Long-serving Terrace Primary School principal Garry Anderson does not want to make a fuss of his retirement, but he could not avoid the limelight at his farewell assembly on Friday.
He was piped in to the assembly, was then the guest of a “This is your life” school performance, had more than 100 pupils in the school kapa haka group perform in his honour, was transported around at one stage in a golf cart and finally watched a kowhai grove being planted in his name.
Family members including his two sons, eldest grandson and eldest brother attended the ceremony and it was a humbling experience that brought home the significance of the “Terrace family” he had helped foster, Mr Anderson said.
“It was very emotional. I knew it was going to be something like that, because I had seen how much they did for my wife, Glenys, when she retired [from Terrace] last year.

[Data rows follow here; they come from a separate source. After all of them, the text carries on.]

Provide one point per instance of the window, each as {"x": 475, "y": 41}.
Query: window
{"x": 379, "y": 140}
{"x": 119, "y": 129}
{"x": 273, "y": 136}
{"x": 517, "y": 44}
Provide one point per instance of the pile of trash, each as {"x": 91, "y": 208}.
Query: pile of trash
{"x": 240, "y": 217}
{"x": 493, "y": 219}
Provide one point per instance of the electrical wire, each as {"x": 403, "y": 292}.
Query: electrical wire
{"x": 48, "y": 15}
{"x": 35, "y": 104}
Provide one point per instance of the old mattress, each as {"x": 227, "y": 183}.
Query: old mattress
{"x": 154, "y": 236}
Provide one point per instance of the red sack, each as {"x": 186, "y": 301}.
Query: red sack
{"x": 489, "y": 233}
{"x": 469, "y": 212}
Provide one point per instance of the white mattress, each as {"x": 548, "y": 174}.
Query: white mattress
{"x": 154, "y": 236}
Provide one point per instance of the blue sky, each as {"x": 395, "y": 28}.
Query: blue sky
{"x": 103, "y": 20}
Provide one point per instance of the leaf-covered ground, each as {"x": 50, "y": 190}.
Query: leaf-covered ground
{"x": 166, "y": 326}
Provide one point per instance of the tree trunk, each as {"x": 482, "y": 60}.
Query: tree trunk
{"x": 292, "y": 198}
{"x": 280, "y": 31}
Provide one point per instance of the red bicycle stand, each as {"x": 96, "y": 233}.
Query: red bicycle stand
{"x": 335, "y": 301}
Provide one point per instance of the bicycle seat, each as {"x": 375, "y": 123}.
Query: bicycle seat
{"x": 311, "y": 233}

But to actually see what they did for me, it was quite something.”
Mr Anderson has been the principal of Terrace for 25 years, and said throughout his journey the school had been “an exciting place to be, and it still is”.

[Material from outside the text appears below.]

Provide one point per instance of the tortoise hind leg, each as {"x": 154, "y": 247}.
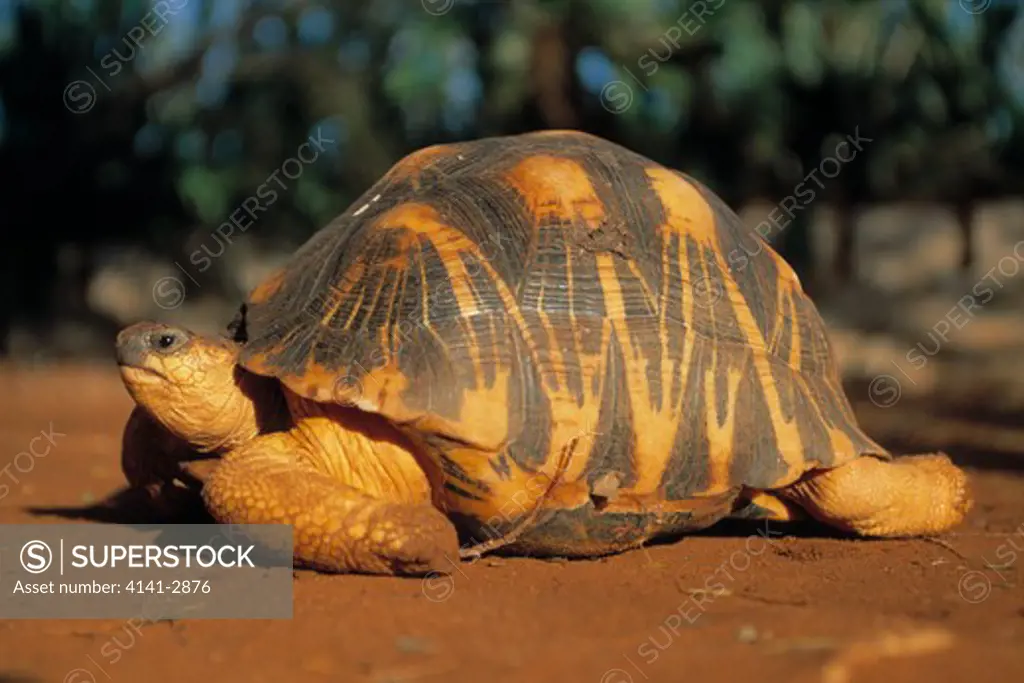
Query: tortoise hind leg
{"x": 769, "y": 506}
{"x": 909, "y": 496}
{"x": 336, "y": 527}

He began his teaching career at Kaitangata, carried on to Mataura School and secured his first position as principal of Mataura Island School aged just 24, as a sole-charge principal-teacher.

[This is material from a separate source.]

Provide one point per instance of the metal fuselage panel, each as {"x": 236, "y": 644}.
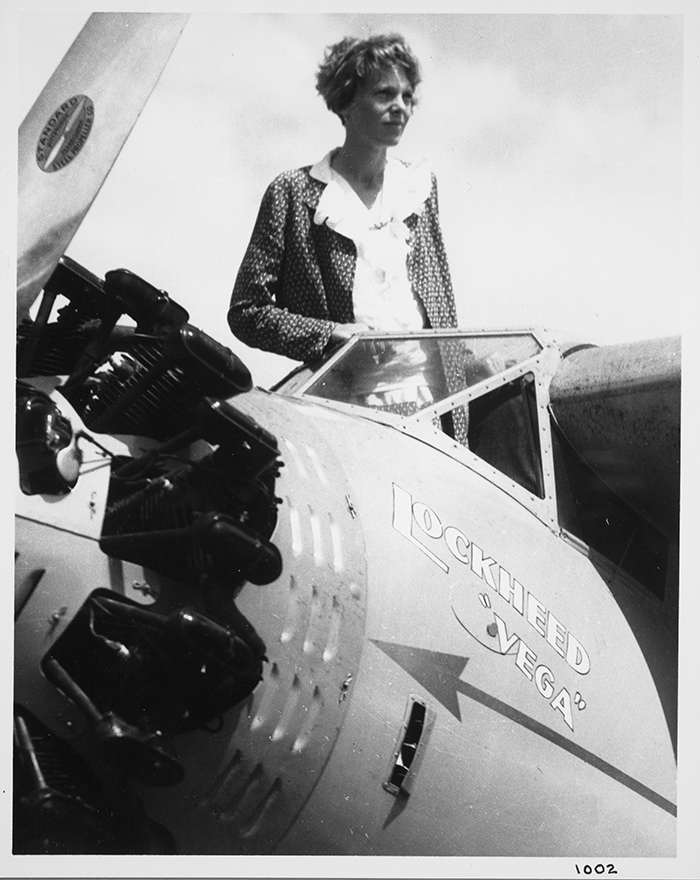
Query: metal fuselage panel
{"x": 549, "y": 737}
{"x": 407, "y": 577}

A position as principal at Riversdale School followed and he came to Terrace as its new principal aged 38. His wife was “part of it all”, and they enjoyed teaching together. Mrs Anderson also secured senior positions and retired last year as assistant principal and respected long-serving new entrant teacher at Terrace.
During his time at Terrace the school’s roll had doubled from 200 to 400, but Mr Anderson said it was difficult to pinpoint individual milestones that gave him particular pride.
Rather, it was “about lots of things” and the gradual evolution of the school, which allowed children to grow through positive relationships. Manners were also important, and Mr Anderson believed them to be an important indicator of other areas in a child’s life.
As well as his time at the Terrace, Mr Anderson has had an extensive involvement in sport, particularly with softball, in which he played, coached and mentored.
He said he was proud of it all, satisfied with the “lovely journey” of his career.
He said it was the “right time” to retire. Both he and his wife had “completely recovered” from recent health scares, but they had served as a “reminder” that “you can’t have everything”.
Mr Anderson said he and his wife had both enjoyed long, fulfilling careers in the education system and were now ready to spend more time with their family.